Multi‑Task Optimization over Networks of Tasks

1 VU Amsterdam 2 TH Köln

PPSN · 2026

We introduce MONET (Multi‑Task Optimization over Networks of Tasks), a multi‑task algorithm that represents the optimization state as a graph over tasks: each task is a node, each node stores its current best solution, and edges connect similar tasks so that knowledge can flow between them. MONET matches or exceeds MAP‑Elites-basd baselines across four benchmark domains (archery, arm, cartpole, and hexapod), scaling to 5,000 tasks on archery / arm / cartpole and 2,000 tasks on hexapod.

What does MONET look like?

At the core of MONET is a labelled graph $\mathcal{G}=(\mathcal{V}, \mathcal{E}, \mathcal{A})$, where nodes are tasks, edges are k-NN task‑space similarity, and each node is labelled with the best solution found so far.
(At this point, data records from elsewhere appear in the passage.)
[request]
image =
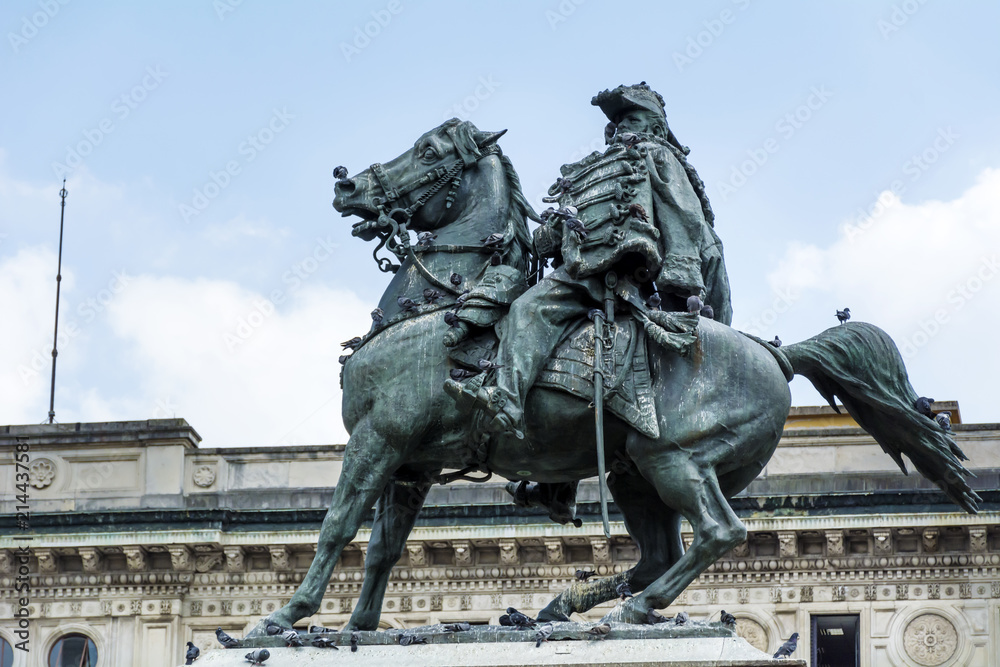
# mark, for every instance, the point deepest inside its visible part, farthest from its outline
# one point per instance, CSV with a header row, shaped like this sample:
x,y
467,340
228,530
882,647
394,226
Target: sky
x,y
850,151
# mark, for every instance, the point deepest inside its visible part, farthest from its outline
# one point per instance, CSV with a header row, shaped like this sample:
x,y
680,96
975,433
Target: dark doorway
x,y
836,641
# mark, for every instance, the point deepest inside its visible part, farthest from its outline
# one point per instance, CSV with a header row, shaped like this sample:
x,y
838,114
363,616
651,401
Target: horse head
x,y
419,187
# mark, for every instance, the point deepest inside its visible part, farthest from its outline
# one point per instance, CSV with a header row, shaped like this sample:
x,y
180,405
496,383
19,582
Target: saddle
x,y
628,383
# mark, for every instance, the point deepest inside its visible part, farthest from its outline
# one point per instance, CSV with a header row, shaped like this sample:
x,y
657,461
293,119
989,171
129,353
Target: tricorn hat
x,y
619,100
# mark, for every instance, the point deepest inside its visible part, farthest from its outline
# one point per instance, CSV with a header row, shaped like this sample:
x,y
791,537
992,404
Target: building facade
x,y
129,539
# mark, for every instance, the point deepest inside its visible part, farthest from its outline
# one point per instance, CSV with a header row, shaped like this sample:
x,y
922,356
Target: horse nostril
x,y
345,187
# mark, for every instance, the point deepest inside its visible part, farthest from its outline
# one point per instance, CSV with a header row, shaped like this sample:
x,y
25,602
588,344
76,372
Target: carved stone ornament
x,y
41,473
930,640
91,559
508,552
554,552
418,554
204,476
135,558
753,632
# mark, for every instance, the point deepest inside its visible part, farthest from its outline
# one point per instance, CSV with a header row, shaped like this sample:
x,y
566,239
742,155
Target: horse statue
x,y
720,409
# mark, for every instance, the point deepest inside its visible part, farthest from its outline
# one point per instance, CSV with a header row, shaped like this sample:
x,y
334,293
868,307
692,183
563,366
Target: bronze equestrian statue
x,y
694,408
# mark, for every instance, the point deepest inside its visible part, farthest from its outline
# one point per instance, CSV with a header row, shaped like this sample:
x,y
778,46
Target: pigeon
x,y
923,406
520,620
258,656
226,640
601,630
488,365
629,139
566,212
319,630
576,226
543,634
192,654
637,211
788,647
324,642
609,132
654,617
944,420
493,240
623,590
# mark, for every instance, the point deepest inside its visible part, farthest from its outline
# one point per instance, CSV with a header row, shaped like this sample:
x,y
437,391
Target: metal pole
x,y
55,334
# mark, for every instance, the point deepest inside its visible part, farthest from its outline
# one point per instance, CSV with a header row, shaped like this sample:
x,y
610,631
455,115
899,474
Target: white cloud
x,y
240,370
928,274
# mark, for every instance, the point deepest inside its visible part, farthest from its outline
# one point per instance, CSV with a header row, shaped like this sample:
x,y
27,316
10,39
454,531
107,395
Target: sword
x,y
599,316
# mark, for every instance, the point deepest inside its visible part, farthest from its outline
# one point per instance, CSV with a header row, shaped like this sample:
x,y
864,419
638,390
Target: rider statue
x,y
638,210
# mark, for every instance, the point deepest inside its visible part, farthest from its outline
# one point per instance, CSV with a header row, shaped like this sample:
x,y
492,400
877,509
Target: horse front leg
x,y
369,463
395,515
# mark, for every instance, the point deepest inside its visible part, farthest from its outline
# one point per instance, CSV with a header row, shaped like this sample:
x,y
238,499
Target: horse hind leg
x,y
656,530
694,491
395,514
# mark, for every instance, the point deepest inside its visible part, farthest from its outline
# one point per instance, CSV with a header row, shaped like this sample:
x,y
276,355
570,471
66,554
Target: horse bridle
x,y
390,226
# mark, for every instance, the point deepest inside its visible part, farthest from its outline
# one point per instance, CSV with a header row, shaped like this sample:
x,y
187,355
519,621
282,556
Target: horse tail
x,y
860,364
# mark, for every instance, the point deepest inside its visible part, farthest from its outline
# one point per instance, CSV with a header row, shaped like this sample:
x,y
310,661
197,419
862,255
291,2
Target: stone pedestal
x,y
674,652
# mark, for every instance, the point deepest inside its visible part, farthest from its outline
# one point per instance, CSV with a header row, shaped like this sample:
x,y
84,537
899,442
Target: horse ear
x,y
484,139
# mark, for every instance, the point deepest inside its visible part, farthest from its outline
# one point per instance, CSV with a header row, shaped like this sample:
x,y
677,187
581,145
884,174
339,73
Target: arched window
x,y
74,650
6,653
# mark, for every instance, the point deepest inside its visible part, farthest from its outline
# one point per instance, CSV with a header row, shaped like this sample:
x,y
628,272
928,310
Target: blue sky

MONET task network with social and individual learning

(a) Each node $V_i = \boldsymbol{\tau}_i$ is a task storing its current elite $\mathcal{A}[\boldsymbol{\tau}_i]$. Individual learning mutates a node’s own solution; social learning recombines a node’s elite with one drawn from its graph neighborhood. (b) The same task network mid‑run (500k / 1M evaluations) on the cartpole benchmark: color encodes per‑task fitness, showing how high‑quality solutions propagate along the edges.

Why is this relevant?

Real robots and real systems rarely come in one fixed configuration. A legged robot may lose a limb, a modular robot may reconfigure itself, a manufacturing line may swap components. Every variant is a distinct task with its own optimal controller, and re‑learning each one from scratch is wasteful.

Multi‑task optimization can tackle all of these configurations simultaneously and in parallel. But existing methods face a scalability–structure tradeoff:

  • Population‑based multi‑task EAs maintain a population per task and have not been shown to scale past 1000 tasks.
  • MAP‑Elites derivatives such as Multi-Task MAP-Elites (MT-ME, Mouret & Maguire, GECCO 2020 / arXiv:2003.04407) and Parametric-Task MAP-Elites (PT-ME, Anne & Mouret, GECCO 2024 / arXiv:2402.01275) do scale to thousands of tasks, but flatten the archive and mostly discard the topology of the task space: any elite can parent any task, regardless of similarity. While this could increase diversity, it might also decrease the likelihood of successfull knowledege transfer.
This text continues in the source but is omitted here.